Les investigations de ce type ne font que commencer. Les scientifiques espèrent pouvoir améliorer la qualité et la longueur des séquences obtenues et peut-être même remonter encore plus loin dans le temps. Ainsi, les dents se sont révélées des réservoirs privilégiés d’ADN microbien. « Le tartre se distingue comme étant particulièrement riche en ADN microbien fossile », souligne Benjamin Guinet. « Des études ont montré que le tartre fossile peut contenir jusqu’à 25 fois plus d’ADN que les os ou les dents. Nous savons que les éléphants possèdent du tartre, il sera donc intéressant dans le futur de vérifier si ce tartre est toujours attaché aux dents de nos échantillons de mammouths ».
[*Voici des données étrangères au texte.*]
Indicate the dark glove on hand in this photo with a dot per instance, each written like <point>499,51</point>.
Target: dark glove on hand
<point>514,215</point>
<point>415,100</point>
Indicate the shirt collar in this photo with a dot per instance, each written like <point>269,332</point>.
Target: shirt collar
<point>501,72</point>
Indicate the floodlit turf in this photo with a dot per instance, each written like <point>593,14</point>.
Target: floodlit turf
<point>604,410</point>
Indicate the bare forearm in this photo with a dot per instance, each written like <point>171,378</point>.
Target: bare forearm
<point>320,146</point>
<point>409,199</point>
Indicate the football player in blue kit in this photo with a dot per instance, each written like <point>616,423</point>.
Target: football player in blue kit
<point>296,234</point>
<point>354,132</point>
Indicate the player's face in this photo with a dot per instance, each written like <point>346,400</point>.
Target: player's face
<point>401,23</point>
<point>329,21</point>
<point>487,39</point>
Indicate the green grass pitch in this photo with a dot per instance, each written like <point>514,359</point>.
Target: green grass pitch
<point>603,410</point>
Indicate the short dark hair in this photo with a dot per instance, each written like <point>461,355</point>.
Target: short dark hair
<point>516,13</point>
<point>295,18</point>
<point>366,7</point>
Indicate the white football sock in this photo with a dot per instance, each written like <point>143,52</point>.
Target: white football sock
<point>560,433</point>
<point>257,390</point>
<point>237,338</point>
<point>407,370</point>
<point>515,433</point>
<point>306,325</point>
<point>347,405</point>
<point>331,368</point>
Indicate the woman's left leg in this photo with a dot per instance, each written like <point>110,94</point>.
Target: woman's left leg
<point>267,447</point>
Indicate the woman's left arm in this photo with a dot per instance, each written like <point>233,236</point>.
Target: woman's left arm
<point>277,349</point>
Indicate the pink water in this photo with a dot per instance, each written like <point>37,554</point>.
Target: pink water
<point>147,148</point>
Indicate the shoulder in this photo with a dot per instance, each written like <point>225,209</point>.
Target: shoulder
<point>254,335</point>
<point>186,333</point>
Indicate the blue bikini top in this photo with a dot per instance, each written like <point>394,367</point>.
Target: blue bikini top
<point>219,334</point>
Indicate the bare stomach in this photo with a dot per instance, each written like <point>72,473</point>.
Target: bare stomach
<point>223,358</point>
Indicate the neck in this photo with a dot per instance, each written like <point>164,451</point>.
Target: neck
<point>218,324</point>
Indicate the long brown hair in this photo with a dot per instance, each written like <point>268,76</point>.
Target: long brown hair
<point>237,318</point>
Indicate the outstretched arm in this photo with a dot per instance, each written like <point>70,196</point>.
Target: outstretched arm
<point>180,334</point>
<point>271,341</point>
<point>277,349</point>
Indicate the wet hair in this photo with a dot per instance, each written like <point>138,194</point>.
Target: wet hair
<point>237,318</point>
Le temps de la paléomicrobiologie

Au-delà de l’identification de ces microbes, l’équipe envisage déjà de nouvelles recherches. « Ce travail illustre le potentiel de l’étude de l’ADN ancien pour mieux comprendre les interactions entre les microbes et les grands mammifères disparus », poursuit le biologiste. « Nous travaillons actuellement sur la détection de virus potentiels chez les mammouths, notamment des herpèsvirus proches de ceux qui infectent régulièrement les éléphants d’Asie juvéniles. Personne ne sait aujourd’hui si ces virus étaient aussi présents chez les mammouths ou s’il s’agit de virus spécifiques aux éléphants ».

L’ambition de ces travaux est de mieux comprendre le rôle des microbes dans l’adaptation, la santé et peut-être même l’extinction des grandes faunes du Pléistocène. Mammouths, rhinocéros laineux ou lions des cavernes subissaient-ils des épidémies d’ampleur? Les pathogènes qui les affectaient ont-ils contribué à leur extinction? Cette étude ouvre la voie à une véritable paléomicrobiologie qui pourrait éclairer le rôle des microbes du passé et leurs interactions avec les espèces disparues.